Latha: What is the trajectory?
A: Trajectory is always difficult. We stand by what we said that the worst is over.
Latha: What about restructured assets. How much was restructured this quarter?
A: Rs 2,150 crore was restructured, out of which Rs 2,145 crore moved out on account of the bond issue of the two State Electricity Boards (SEBs) of Rajasthan and Uttar Pradesh. We found that Rs 1,812 crore had slipped into NPA out of the restructured category where restructuring had failed. Earlier we were reporting both as NPA as well as in restructure thereby showing double counting to this extent in stressed assets. So, once the restructuring had failed, we got this out, so Rs 1,800 crore came down because of that then there was Reserve Bank of India (RBI) circular which said that if date of commencement of commercial operations (DCCO) is extended and accordingly the date of repayment is extended then also you are allowed to take it out of restructured category. That gave us a benefit of almost Rs 2,900 crore so the number has come down from Rs 37,000 crore to Rs 31,000 crore.
Latha: On a like on like comparison between the two quarters so on net-net basis how much was restructured last quarter and this quarter, now that you are giving me a net figure?
A: Last quarter we did about Rs 2,500 crore and in this quarter it was Rs 2,150 crore.
Latha: How is the pipeline looking? You think the run rate might be around Rs 2000 crore in the current quarter or even get worse?
A: We cannot say. We hope it has tapered - whatever had to be done is done. There is a deadline which is coming in when restructured as a category would attract the same provisioning as NPA assets, which is April 1, 2015, so the worst would be over even on this category.
Latha: You spoke about loan growth. Can you give me an idea of loan growth and how it might end the year?
A: In September we were at 6.5, now we are at 9.7. The industry is growing at around 14 percent. So, we expect to catch-up with the industry in the coming quarter so that the year-end growth should be close to that and that of course would be aided by the base effect.

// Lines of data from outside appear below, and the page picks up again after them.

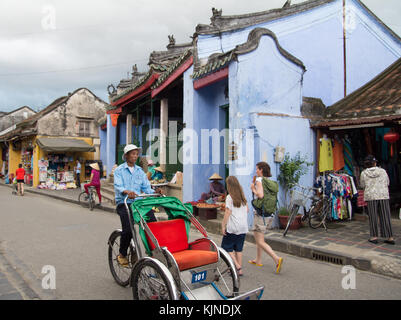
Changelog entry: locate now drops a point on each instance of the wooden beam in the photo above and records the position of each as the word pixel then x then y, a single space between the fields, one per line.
pixel 211 78
pixel 177 73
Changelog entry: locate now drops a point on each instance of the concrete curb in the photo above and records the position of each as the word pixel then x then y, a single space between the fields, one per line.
pixel 281 244
pixel 61 198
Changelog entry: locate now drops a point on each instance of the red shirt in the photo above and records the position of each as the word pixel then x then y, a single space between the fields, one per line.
pixel 20 173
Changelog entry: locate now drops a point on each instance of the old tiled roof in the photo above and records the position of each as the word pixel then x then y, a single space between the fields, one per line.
pixel 55 104
pixel 376 101
pixel 219 61
pixel 131 88
pixel 220 23
pixel 172 67
pixel 160 62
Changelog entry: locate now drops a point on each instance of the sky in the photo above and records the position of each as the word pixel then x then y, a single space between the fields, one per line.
pixel 50 48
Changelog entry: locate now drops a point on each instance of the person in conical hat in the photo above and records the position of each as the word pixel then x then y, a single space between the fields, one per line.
pixel 158 174
pixel 94 180
pixel 215 176
pixel 216 188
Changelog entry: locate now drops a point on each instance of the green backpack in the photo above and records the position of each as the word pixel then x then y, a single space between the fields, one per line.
pixel 268 202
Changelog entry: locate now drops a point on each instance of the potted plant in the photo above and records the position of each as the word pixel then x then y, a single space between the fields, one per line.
pixel 291 171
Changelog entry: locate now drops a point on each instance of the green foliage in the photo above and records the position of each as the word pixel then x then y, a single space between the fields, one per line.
pixel 291 171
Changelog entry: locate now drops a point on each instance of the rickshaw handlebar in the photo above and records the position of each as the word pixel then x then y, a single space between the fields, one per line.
pixel 142 195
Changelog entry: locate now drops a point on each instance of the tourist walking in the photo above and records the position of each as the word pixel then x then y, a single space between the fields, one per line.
pixel 265 191
pixel 20 176
pixel 78 173
pixel 94 180
pixel 375 182
pixel 235 222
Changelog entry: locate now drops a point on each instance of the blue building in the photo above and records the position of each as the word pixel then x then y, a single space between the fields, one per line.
pixel 246 81
pixel 263 66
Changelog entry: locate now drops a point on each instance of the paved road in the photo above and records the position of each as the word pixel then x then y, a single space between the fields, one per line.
pixel 36 231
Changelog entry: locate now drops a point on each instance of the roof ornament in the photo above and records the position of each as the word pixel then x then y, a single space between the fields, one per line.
pixel 216 13
pixel 287 4
pixel 171 40
pixel 111 89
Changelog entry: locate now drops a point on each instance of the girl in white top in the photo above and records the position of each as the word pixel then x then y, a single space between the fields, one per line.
pixel 235 222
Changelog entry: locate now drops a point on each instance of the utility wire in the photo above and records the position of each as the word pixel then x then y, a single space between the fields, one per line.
pixel 70 70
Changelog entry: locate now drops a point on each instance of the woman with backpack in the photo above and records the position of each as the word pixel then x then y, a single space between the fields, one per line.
pixel 265 191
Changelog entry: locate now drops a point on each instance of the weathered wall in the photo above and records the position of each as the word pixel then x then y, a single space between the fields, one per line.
pixel 264 81
pixel 202 158
pixel 12 118
pixel 315 37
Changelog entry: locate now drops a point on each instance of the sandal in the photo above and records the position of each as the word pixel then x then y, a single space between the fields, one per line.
pixel 254 263
pixel 278 266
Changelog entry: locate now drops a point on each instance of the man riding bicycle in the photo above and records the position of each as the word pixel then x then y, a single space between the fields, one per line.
pixel 131 180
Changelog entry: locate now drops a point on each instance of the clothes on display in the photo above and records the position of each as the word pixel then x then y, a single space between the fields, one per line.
pixel 340 188
pixel 355 145
pixel 55 173
pixel 338 154
pixel 325 155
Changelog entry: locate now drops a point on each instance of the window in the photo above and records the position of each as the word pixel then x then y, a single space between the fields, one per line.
pixel 84 130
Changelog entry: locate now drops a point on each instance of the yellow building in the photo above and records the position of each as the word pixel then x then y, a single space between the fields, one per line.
pixel 49 143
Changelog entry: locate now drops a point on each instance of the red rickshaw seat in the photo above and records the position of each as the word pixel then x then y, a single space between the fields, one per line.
pixel 173 235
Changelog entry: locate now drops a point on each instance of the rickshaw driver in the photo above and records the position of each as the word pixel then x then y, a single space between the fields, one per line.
pixel 131 180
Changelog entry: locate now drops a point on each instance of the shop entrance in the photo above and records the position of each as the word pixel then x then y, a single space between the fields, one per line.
pixel 353 143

Latha: Where is the growth? Is it in retail, is it in small and medium enterprises (SME), is it agriculture?
A: Six percent came in agri, which was quite good. Industry grew at about 11.3 percent out of which micro, small and medium enterprises (MSME) grew by 21 percent, large industry only grew by about 7 percent, retail for the first time grew by about 18 percent and today our retail to total asset has grown to 12.3 percent of total assets, something which used to be less than 10 percent about two years ago. So, we have seen growth…
Latha: Your net interest margins, you have done 3.5 percent. How do you see that progressing?
A: We give a yearly guidance of 3.5 percent and we try and stand by it. This quarter was 3.57, next year whenever the RBI gives their projection, which we feel is always more accurate based on wider gamut of inputs. So, depending on that we give our guidance. For this year 3.52 percent, I am sure we will meet our guidance that we gave at the beginning of the year.
Ekta: I just want to focus on the power sector exposure that PNB has at this point in time. Considering that you have got in out of your consolidation strategy, will you now be aggressively looking to lend towards power and infrastructure as well as iron and steel. The sectors which have been detrimental for you all in terms of asset quality?
A: I would be wary of doing that – for the first time our growth in infrastructure has come in single digits - that is 8.3 and unless something dramatic happens where the enabling environment is conducive for banks to lend otherwise by all these years we have been getting flag for having funded this industry. I think we would be very careful but that would be our personal view.